What it looks like in the Middle:
 The marble that he plays with and his Mama's strong chin hint at a deeper message and a growing awareness in the boy that middle school students will be able to talk about as they're learning about the struggles that the Little Rock 9 students are facing in Warriors Don't Cry.



Summary: Poet Nikki Giovanni writes this tribute to Rosa Parks by writing about her courageous act as well as the events that followed it.

What it looks like in the Middle:
When Rosa is waiting for the police to come, she is thinking about the 1954 Brown v. Board of Education ruling and a question that comes up in our discussion has to do with the idea of her "tiredness." What are some of those daily struggles during this time that were so overwhelming and how did people react? How would you react?

Another interesting conversation around this children's book is just about Bryan Collier's cut-paper illustrations. "Reading" the illustrations leads to inferring through perspective, angle, and meaning-making just around the art.

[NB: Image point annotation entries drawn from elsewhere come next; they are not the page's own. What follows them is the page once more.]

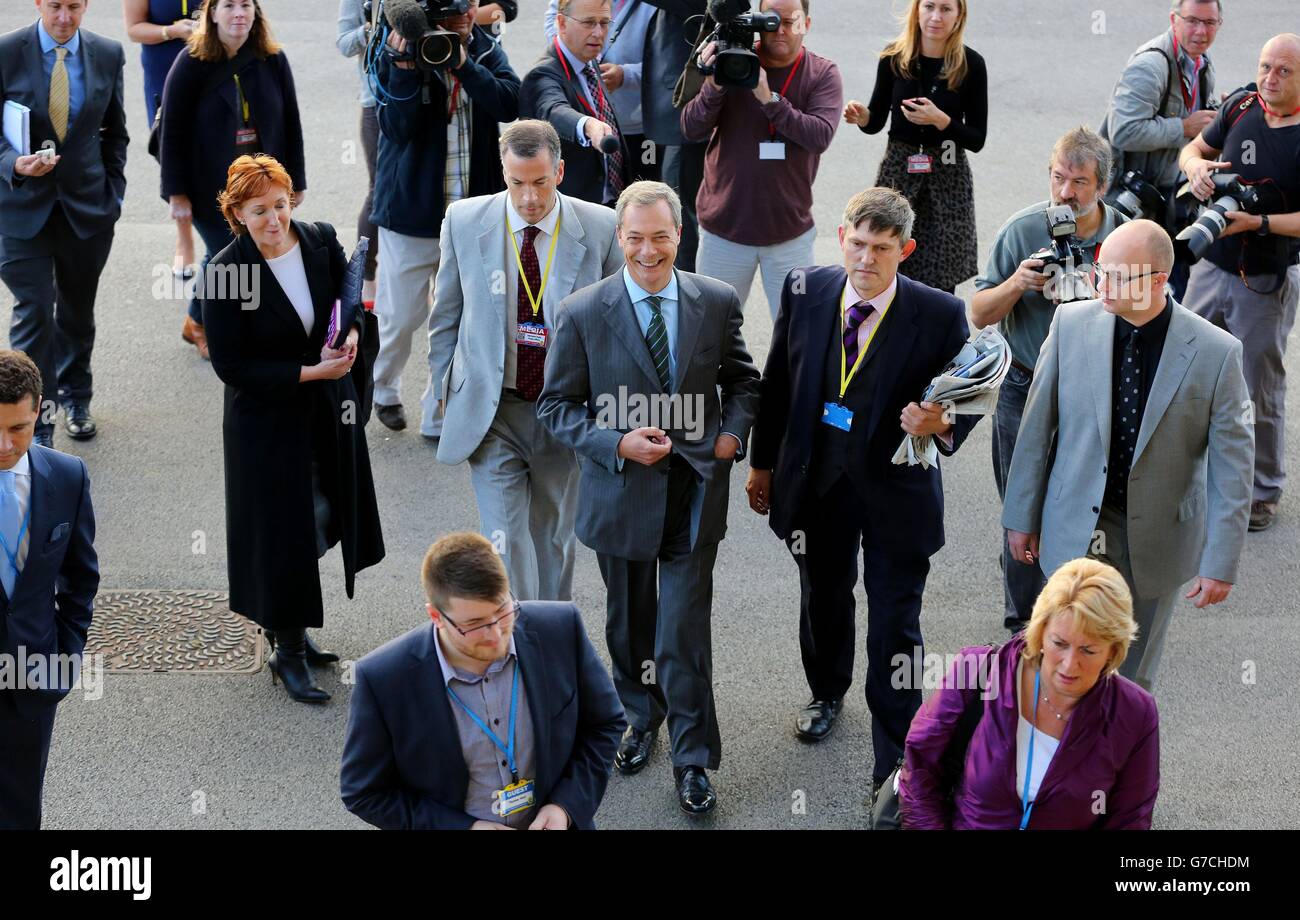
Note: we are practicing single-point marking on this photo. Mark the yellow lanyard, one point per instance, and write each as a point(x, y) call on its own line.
point(845, 374)
point(536, 303)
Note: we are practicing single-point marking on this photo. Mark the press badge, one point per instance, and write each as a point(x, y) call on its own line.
point(921, 163)
point(531, 334)
point(514, 798)
point(837, 416)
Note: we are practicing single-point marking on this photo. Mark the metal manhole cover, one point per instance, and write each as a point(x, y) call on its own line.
point(186, 632)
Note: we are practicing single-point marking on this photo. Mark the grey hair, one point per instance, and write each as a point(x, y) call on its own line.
point(528, 137)
point(642, 194)
point(1083, 146)
point(884, 209)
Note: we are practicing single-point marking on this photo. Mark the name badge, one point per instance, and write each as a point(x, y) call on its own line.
point(531, 334)
point(514, 798)
point(837, 416)
point(921, 163)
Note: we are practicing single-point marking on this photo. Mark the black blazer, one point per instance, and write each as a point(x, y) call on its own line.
point(90, 179)
point(927, 328)
point(198, 127)
point(402, 762)
point(53, 595)
point(554, 95)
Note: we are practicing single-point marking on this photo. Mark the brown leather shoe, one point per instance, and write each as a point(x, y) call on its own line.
point(193, 333)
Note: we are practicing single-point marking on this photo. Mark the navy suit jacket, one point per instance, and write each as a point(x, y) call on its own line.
point(402, 762)
point(927, 328)
point(53, 595)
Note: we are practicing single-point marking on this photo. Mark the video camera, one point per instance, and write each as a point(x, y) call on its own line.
point(1064, 259)
point(737, 29)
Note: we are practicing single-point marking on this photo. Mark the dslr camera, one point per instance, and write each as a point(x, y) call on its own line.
point(737, 29)
point(1065, 259)
point(1230, 194)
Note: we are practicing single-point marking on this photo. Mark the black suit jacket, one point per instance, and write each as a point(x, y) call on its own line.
point(555, 95)
point(53, 595)
point(927, 328)
point(402, 762)
point(90, 178)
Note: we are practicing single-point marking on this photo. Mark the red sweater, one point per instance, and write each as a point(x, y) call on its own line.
point(757, 202)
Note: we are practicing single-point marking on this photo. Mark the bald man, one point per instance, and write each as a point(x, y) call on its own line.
point(1249, 281)
point(1155, 445)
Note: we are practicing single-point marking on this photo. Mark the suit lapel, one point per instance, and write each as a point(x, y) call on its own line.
point(1174, 361)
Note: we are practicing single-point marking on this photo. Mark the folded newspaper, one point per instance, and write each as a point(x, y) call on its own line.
point(967, 386)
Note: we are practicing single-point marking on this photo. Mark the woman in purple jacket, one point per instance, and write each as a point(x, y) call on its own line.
point(1064, 741)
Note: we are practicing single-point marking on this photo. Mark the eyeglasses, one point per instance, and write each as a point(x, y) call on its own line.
point(512, 611)
point(1192, 21)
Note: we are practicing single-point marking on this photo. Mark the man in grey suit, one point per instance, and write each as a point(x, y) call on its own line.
point(632, 385)
point(61, 199)
point(488, 351)
point(1155, 448)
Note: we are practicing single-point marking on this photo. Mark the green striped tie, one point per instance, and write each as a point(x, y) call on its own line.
point(657, 339)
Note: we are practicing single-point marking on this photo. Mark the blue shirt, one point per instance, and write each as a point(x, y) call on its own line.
point(73, 63)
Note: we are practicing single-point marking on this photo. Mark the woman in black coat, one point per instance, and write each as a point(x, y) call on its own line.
point(298, 473)
point(229, 94)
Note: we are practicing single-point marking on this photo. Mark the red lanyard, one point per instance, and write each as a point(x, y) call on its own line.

Summary: This book by Diane Z. Shore and Jessica Alexander chronicles the events preceding, during and following the Civil Rights Movement in the United States.

What it looks like in the Middle:
James Ransome's collage type illustrations based on historical photographs as well as things like pull out pages really are the key to the book. His illustrations juxtapose in a haunting way with the sing song quality of the writing.
We talk about the pictures, the anger, the confederate flag, the cut up technique of the collage method and how it shows tone in a piece. Although it's not through writing, the tone conversation is a good seque to our mini lessons on creating tone in student writing.